As a very young little girl, I was aware art contained underlying messages that painters and photographers were trying to say.   In my teen years, it expanded of course to music as well. Andrew Wyeth’s famous painting Christina’s World is the first painting I remembered seeing, knowing that I would always remember this. I was probably six or so and remember seeing it on a restaurant wall. Other people were just eating and seemingly unaware at a table underneath it. But I stopped and really saw it for the first time.

It felt like this: I know.

And that was before all this technology of the 21st century!

We all feel like this sometimes. Outside. Looking in. Unable to go another step.   Needing rest and finding none.   Alone. Abandoned. Seeking shelter. Almost there, but not quite.   So close, so faraway.

Maybe that’s just my take, but I doubt it. Everyone seems to know this painting and not even know why they know it. They just do.

I saw this painting again the other day after not having seen it for many years. Immediately, I remembered the first time seeing it as a little girl. Decades of experiences and memories have happened to me in the forty some years since I first saw it.   And yet here Christina sits–forever frozen in time, in a field of grass, just shy of the buildings she sees. What is she thinking? What was she hoping for?

Christina brings color and light to a plain, even dreary world. She also brings pain and pondering. She brings both beauty and sadness.   She brings all of herself and we can almost imagine how she feels, yet we don’t even see her face. It’s like thinking you know someone, and yet knowing really you don’t know them at all.

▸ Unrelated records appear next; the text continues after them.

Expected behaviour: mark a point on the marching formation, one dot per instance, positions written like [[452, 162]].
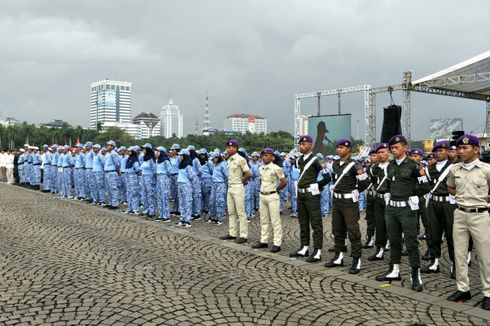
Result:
[[401, 189]]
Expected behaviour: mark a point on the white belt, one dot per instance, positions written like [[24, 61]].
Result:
[[342, 196], [440, 198], [395, 203]]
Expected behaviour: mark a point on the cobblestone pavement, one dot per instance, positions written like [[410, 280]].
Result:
[[66, 262]]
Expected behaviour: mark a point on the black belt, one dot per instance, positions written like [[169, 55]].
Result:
[[472, 210], [268, 193]]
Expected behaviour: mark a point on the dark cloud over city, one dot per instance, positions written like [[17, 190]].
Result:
[[249, 56]]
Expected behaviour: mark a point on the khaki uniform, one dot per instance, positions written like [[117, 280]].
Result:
[[269, 203], [235, 199], [471, 193]]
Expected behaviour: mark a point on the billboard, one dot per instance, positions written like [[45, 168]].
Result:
[[327, 129], [442, 128]]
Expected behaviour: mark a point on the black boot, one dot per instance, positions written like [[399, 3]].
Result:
[[393, 274], [315, 256], [356, 266], [336, 261], [416, 280], [378, 255], [369, 243]]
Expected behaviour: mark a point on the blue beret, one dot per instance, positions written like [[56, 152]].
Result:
[[468, 140], [267, 150], [343, 142], [232, 142], [444, 144], [305, 139]]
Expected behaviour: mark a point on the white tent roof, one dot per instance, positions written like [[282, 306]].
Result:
[[470, 76]]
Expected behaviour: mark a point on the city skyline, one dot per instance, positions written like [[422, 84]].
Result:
[[53, 49]]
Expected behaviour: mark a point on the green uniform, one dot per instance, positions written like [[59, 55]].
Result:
[[441, 212], [309, 212], [405, 182]]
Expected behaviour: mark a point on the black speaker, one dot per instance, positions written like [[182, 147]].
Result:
[[391, 122]]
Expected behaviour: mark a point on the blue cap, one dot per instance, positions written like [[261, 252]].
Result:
[[112, 143], [305, 139], [397, 139], [443, 144], [232, 142], [184, 151], [267, 150], [343, 142], [468, 140]]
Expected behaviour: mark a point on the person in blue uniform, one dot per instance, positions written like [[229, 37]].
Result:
[[79, 173], [163, 184], [196, 183], [148, 174], [219, 190], [206, 180], [98, 173], [133, 185], [112, 172], [174, 161], [184, 186]]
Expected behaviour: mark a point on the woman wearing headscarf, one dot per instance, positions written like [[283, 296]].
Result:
[[163, 183], [184, 188], [133, 170], [148, 171]]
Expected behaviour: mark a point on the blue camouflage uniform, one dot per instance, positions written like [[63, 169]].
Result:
[[79, 175], [54, 171], [219, 192], [184, 185], [98, 173], [47, 169], [67, 164], [133, 184], [148, 182], [111, 172], [36, 168]]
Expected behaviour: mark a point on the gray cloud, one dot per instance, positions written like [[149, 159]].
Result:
[[251, 56]]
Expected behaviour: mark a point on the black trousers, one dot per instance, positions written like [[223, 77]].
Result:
[[345, 221], [310, 215]]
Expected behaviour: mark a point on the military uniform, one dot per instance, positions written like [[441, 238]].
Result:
[[270, 174], [471, 182], [405, 182], [309, 211]]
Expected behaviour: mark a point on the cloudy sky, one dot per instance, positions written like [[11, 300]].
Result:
[[249, 56]]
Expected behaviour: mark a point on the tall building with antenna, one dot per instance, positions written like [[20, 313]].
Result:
[[206, 123]]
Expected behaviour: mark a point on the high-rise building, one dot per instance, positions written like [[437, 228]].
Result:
[[243, 122], [110, 101], [171, 121]]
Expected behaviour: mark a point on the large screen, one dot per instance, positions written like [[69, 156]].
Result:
[[327, 129]]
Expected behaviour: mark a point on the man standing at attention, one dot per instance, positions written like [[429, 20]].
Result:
[[309, 193], [469, 182], [238, 174]]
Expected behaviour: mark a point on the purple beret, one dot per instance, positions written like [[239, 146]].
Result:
[[343, 142], [267, 150], [232, 142], [381, 146], [415, 150], [397, 139], [444, 144], [305, 139], [468, 140]]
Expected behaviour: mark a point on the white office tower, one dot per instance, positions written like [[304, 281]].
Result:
[[171, 121], [110, 101]]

You may not know this, but maybe you are “Christina” in someone else’s dark world.  Despite your flaws and your dirty dress, just you being in their picture of the world brings light and hope.  Like Christina, you too were created because it pleased our Creator.

Art and music are strange magic for sure. Sometimes it makes us look at or hear the artist and we feel as if we know them. Art and music holds up a mirror to our own life with images and words that allow us see ourselves as we truly are, or perhaps wish we were. But it can play tricks on us too. Sometimes we feel sure we are seeing it the way they intended us to see it or hear it the way we think they mean. We think we know them or what they were feeling when they created something, but how can we possibly?

Maybe it’s just me. But Christina represents human connection. The painting is so powerful because it appears as if she has none. And yet many feel connected to her, a woman who  never really has existed except in the mind of the artist. Or does (did) she?

Art and music binds us through beauty and meaning, even though each of us see and hear that which is created, as well as the creator who made it differently. This mutual admiration of that which delights our soul keeps us close, though in proximity we are all far away from one another.

And in a world of instant information and messaging, but to the exclusion of real relationships, Christina reminds us there is a world outside of thumbs and screens. She’s a silent reminder to stop, stay, and appreciate art, to see beauty, to find the melody that is the rhythm of our soul: to find and connect to those deeper places in each of us and in the world.  At least it does me. I hope I’m not alone.

Comments
  1. Yes, we ARE losing that soul touch because of technology which seems to be using us instead of our using it.